On Tue, 22 Mar 2022 13:15:21 -0300
Jason Gunthorpe via iommu <iommu@xxxxxxxxxxxxxxxxxxxxxxxxxx> wrote:

> On Tue, Mar 22, 2022 at 09:29:23AM -0600, Alex Williamson wrote:
> 
> > I'm still picking my way through the series, but the later compat
> > interface doesn't mention this difference as an outstanding issue.
> > Doesn't this difference need to be accounted in how libvirt manages VM
> > resource limits?    
> 
> AFACIT, no, but it should be checked.
> 
> > AIUI libvirt uses some form of prlimit(2) to set process locked
> > memory limits.  
> 
> Yes, and ulimit does work fully. prlimit adjusts the value:
> 
> int do_prlimit(struct task_struct *tsk, unsigned int resource,
> 		struct rlimit *new_rlim, struct rlimit *old_rlim)
> {
> 	rlim = tsk->signal->rlim + resource;
> [..]
> 		if (new_rlim)
> 			*rlim = *new_rlim;
> 
> Which vfio reads back here:
> 
> drivers/vfio/vfio_iommu_type1.c:        unsigned long pfn, limit = rlimit(RLIMIT_MEMLOCK) >> PAGE_SHIFT;
> drivers/vfio/vfio_iommu_type1.c:        unsigned long limit = rlimit(RLIMIT_MEMLOCK) >> PAGE_SHIFT;
> 
> And iommufd does the same read back:
> 
> 	lock_limit =
> 		task_rlimit(pages->source_task, RLIMIT_MEMLOCK) >> PAGE_SHIFT;
> 	npages = pages->npinned - pages->last_npinned;
> 	do {
> 		cur_pages = atomic_long_read(&pages->source_user->locked_vm);
> 		new_pages = cur_pages + npages;
> 		if (new_pages > lock_limit)
> 			return -ENOMEM;
> 	} while (atomic_long_cmpxchg(&pages->source_user->locked_vm, cur_pages,
> 				     new_pages) != cur_pages);
> 
> So it does work essentially the same.

Well, except for the part about vfio updating mm->locked_vm and iommufd
updating user->locked_vm, a per-process counter versus a per-user
counter.  prlimit specifically sets process resource limits, which get
reflected in task_rlimit.

For example, let's say a user has two 4GB VMs and they're hot-adding
vfio devices to each of them, so libvirt needs to dynamically modify
the locked memory limit for each VM.  AIUI, libvirt would look at the
VM size and call prlimit to set that value.  If libvirt does this to
both VMs, then each has a task_rlimit of 4GB.  In vfio we add pinned
pages to mm->locked_vm, so this works well.  In the iommufd loop above,
we're comparing a per-task/process limit to a per-user counter.  So I'm
a bit lost how both VMs can pin their pages here.

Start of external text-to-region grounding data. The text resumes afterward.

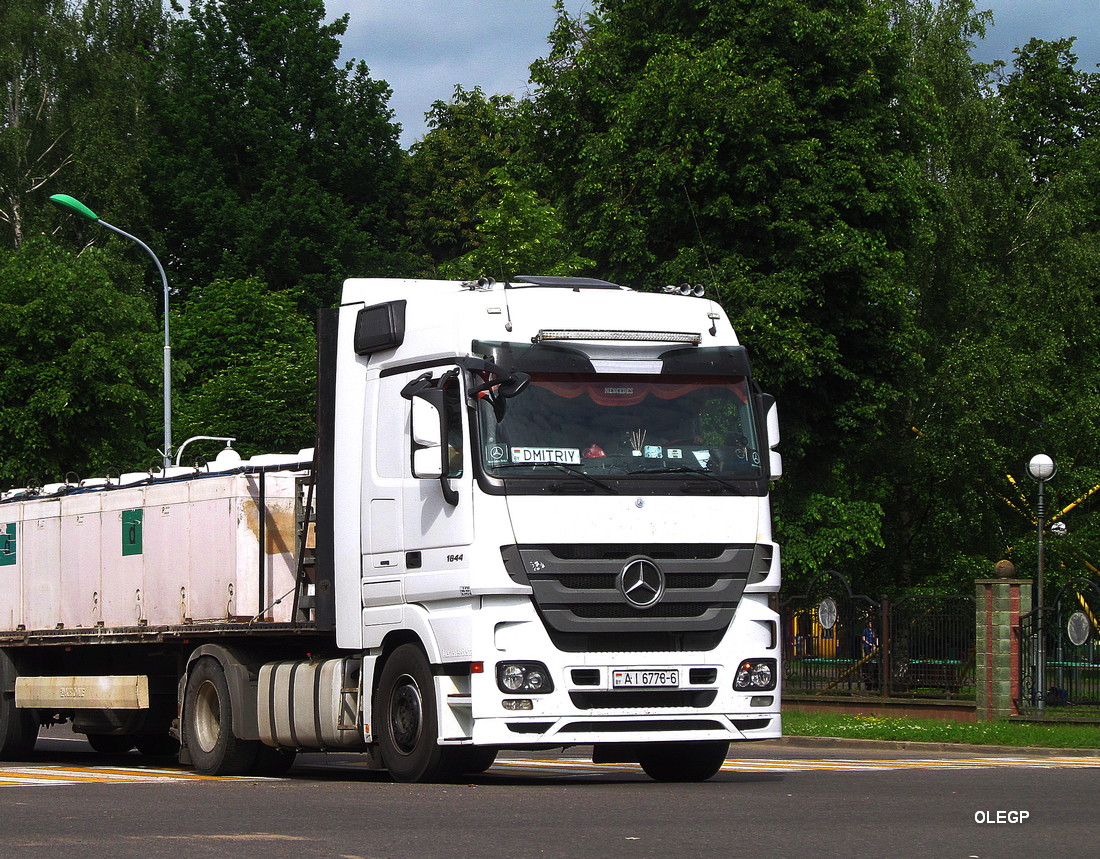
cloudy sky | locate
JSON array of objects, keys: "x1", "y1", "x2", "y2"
[{"x1": 327, "y1": 1, "x2": 1099, "y2": 148}]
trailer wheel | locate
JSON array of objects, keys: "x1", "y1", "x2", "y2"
[
  {"x1": 183, "y1": 657, "x2": 258, "y2": 775},
  {"x1": 0, "y1": 650, "x2": 38, "y2": 760},
  {"x1": 638, "y1": 741, "x2": 729, "y2": 782},
  {"x1": 374, "y1": 644, "x2": 452, "y2": 783},
  {"x1": 86, "y1": 734, "x2": 135, "y2": 754}
]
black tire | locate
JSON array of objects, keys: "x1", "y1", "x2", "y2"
[
  {"x1": 182, "y1": 657, "x2": 259, "y2": 775},
  {"x1": 252, "y1": 745, "x2": 296, "y2": 777},
  {"x1": 449, "y1": 746, "x2": 497, "y2": 776},
  {"x1": 135, "y1": 734, "x2": 180, "y2": 757},
  {"x1": 86, "y1": 733, "x2": 136, "y2": 754},
  {"x1": 638, "y1": 741, "x2": 729, "y2": 782},
  {"x1": 374, "y1": 643, "x2": 453, "y2": 783},
  {"x1": 0, "y1": 650, "x2": 38, "y2": 760}
]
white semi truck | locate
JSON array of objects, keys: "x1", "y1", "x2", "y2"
[{"x1": 0, "y1": 275, "x2": 782, "y2": 782}]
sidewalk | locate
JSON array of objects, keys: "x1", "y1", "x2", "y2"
[{"x1": 773, "y1": 734, "x2": 1100, "y2": 757}]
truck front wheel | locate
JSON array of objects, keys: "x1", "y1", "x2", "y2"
[
  {"x1": 183, "y1": 657, "x2": 258, "y2": 775},
  {"x1": 638, "y1": 741, "x2": 729, "y2": 782},
  {"x1": 0, "y1": 650, "x2": 38, "y2": 760},
  {"x1": 374, "y1": 644, "x2": 456, "y2": 783}
]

Am I missing some assumption about how libvirt users prlimit or
sandboxes users?

> The difference is more subtle, iouring/etc puts the charge in the user
> so it is additive with things like iouring and additively spans all
> the users processes.
> 
> However vfio is accounting only per-process and only for itself - no
> other subsystem uses locked as the charge variable for DMA pins.
> 
> The user visible difference will be that a limit X that worked with
> VFIO may start to fail after a kernel upgrade as the charge accounting
> is now cross user and additive with things like iommufd.

And that's exactly the concern.

> This whole area is a bit peculiar (eg mlock itself works differently),
> IMHO, but with most of the places doing pins voting to use
> user->locked_vm as the charge it seems the right path in today's
> kernel.

The philosophy of whether it's ultimately a better choice for the
kernel aside, if userspace breaks because we're accounting in a
per-user pool rather than a per-process pool, then our compatibility
layer ain't so transparent.

> Ceratinly having qemu concurrently using three different subsystems
> (vfio, rdma, iouring) issuing FOLL_LONGTERM and all accounting for
> RLIMIT_MEMLOCK differently cannot be sane or correct.

I think everyone would agree with that, but it also seems there are
real differences between task_rlimits and per-user vs per-process
accounting buckets and I'm confused how that's not a blocker for trying
to implement transparent compatibility.  Thanks,

Alex